Ist das nun schlecht oder gut? Muckraking erfüllt die noble Aufgabe der für eine demokratische Gesellschaft notwendige Kontrolle der Macht-Verhältnisse. Muckraking festigt die wirtschaftliche Position der beteiligten Zeitung. Was ist mit der nicht beteiligten Zeitung? Bei uns liefert die Süddeutsche Zeitung die Panama-Portionen; die Frankfurter Allgemeine Zeitung und die Frankfurter Allgemeine Sonntagszeitung sind davon ausgeschlossen. Am vergangenen Sonntag (10.4.2016) war dort zu lesen (S. 49) im letzten Satz:

"Erst wenn die Wucht des journalistischen Coups abgeklungen ist und sich die konkreten politischen und juristischen Resultate der Aufdeckung zeigen, wird man genauer erkennen können, was an den 'Panama Papers' Marketing eines gefährdeten Berufzweigs und was epochemachende Zerschlagung einer verbrecherischen Finanzpraxis war".

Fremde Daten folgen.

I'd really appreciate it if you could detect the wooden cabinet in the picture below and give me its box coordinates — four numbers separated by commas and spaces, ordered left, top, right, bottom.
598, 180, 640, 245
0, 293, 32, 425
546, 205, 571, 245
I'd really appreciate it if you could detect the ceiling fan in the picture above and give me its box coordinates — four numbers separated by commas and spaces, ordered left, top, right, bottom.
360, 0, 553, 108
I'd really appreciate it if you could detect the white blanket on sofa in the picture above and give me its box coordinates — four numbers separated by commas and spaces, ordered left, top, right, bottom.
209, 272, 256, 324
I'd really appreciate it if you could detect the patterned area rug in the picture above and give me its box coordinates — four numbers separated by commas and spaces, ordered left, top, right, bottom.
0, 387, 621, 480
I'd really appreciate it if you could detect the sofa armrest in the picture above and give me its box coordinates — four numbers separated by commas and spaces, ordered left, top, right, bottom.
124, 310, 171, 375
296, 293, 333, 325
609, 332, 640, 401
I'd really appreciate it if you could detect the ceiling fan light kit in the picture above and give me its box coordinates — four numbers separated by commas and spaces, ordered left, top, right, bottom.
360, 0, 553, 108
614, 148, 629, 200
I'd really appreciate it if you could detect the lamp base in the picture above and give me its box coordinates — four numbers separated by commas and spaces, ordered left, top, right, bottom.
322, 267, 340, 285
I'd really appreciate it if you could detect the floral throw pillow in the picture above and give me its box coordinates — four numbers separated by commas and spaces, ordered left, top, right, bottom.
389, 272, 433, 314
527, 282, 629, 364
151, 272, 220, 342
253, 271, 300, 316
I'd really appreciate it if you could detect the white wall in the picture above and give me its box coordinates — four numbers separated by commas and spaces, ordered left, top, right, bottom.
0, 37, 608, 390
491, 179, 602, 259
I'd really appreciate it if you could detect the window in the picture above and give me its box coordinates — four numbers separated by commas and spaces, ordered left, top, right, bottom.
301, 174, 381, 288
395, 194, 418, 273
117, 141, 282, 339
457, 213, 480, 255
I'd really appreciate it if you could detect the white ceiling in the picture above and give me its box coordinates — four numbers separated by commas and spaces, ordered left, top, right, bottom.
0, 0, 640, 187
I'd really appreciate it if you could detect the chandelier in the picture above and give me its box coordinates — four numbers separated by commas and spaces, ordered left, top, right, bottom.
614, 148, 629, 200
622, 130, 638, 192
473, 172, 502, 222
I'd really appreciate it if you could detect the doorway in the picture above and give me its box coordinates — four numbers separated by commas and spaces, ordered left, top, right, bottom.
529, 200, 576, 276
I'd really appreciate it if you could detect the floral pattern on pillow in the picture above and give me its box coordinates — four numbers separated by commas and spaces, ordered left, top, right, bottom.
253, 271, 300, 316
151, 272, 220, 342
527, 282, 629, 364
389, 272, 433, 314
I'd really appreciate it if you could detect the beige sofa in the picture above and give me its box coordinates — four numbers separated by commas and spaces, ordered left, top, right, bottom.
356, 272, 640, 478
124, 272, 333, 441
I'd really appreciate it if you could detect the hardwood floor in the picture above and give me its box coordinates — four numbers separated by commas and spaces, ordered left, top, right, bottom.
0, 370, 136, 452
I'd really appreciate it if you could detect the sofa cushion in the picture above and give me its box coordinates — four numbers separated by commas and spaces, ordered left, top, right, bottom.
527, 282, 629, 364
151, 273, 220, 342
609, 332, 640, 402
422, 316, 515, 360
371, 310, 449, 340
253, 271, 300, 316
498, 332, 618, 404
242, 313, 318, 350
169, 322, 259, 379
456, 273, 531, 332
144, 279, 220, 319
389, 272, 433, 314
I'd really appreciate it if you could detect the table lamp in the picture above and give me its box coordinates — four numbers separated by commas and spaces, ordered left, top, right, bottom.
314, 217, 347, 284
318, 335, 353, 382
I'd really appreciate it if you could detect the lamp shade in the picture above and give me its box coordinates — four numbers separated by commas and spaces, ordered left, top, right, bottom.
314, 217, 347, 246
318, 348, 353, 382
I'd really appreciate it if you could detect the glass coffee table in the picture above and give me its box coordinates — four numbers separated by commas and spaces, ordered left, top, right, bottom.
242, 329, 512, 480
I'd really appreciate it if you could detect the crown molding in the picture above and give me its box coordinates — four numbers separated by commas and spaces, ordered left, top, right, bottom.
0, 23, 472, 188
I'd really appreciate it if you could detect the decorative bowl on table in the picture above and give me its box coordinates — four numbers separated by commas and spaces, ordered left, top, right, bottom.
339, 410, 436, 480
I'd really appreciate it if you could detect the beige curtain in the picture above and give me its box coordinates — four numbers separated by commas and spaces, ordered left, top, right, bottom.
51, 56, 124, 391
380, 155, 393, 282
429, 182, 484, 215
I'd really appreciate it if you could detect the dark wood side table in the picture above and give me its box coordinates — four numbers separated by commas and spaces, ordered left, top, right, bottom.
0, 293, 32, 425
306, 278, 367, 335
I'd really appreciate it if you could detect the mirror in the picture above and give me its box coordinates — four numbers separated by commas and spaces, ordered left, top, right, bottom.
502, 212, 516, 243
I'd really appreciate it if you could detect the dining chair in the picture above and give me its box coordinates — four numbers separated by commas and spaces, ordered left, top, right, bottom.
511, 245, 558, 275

Der Autor ist Andreas Bernard. Er hat Bedenken. Er ist vorsichtig. Er weiß nicht, ob es sich lohnt - epochemachend und verbrecherisch! Geht es darunter nicht? Das wussten Carl Bernstein und Bod Woodward nicht, als sie die Umstände des seltsamen Einbruchs in ein Büro der Demokratischen Partei (im Watergate-Gebäude) verfolgten. Es reicht doch erst einmal, den Ort eines Verstecks angeben zu können - die Ermittlungsbehörden können ja dann herausfinden, was dort von wem versteckt wurde. Das ist nicht Aufgabe der Journalisten. Andreas Bernard erwähnt die Süddeutsche Zeitung einmal; den beiden Kollegen, die die Früchte der papers mit einer Buch-Publikation ernten und sich natürlich mächtig freuen, hält er ihren Triumph vor. Aber das Problem seiner Redaktion, die gewissermaßen zusieht und dem Münchener Konkurrent das Feld und damit Zeitungsexemplare
überlassen muss, benennt er nicht. Was macht er? Er mäkelt und knirscht mit den Zähnen und macht den Kollegen den Vorwurf des muckraking, den er an sich adressieren sollte. Den Münchener Kollegen zu gratulieren, ist wahrscheinlich nicht gestattet: dann müsste man ja zugeben, dass ....

Muckraking war nie ein moralisch sauberes Geschäft. Wie auch? Welches Geschäft ist sauber? Wohl gibt es Abstufungen in der einen oder anderen Richtung. Das muss man von Fall zu Fall prüfen.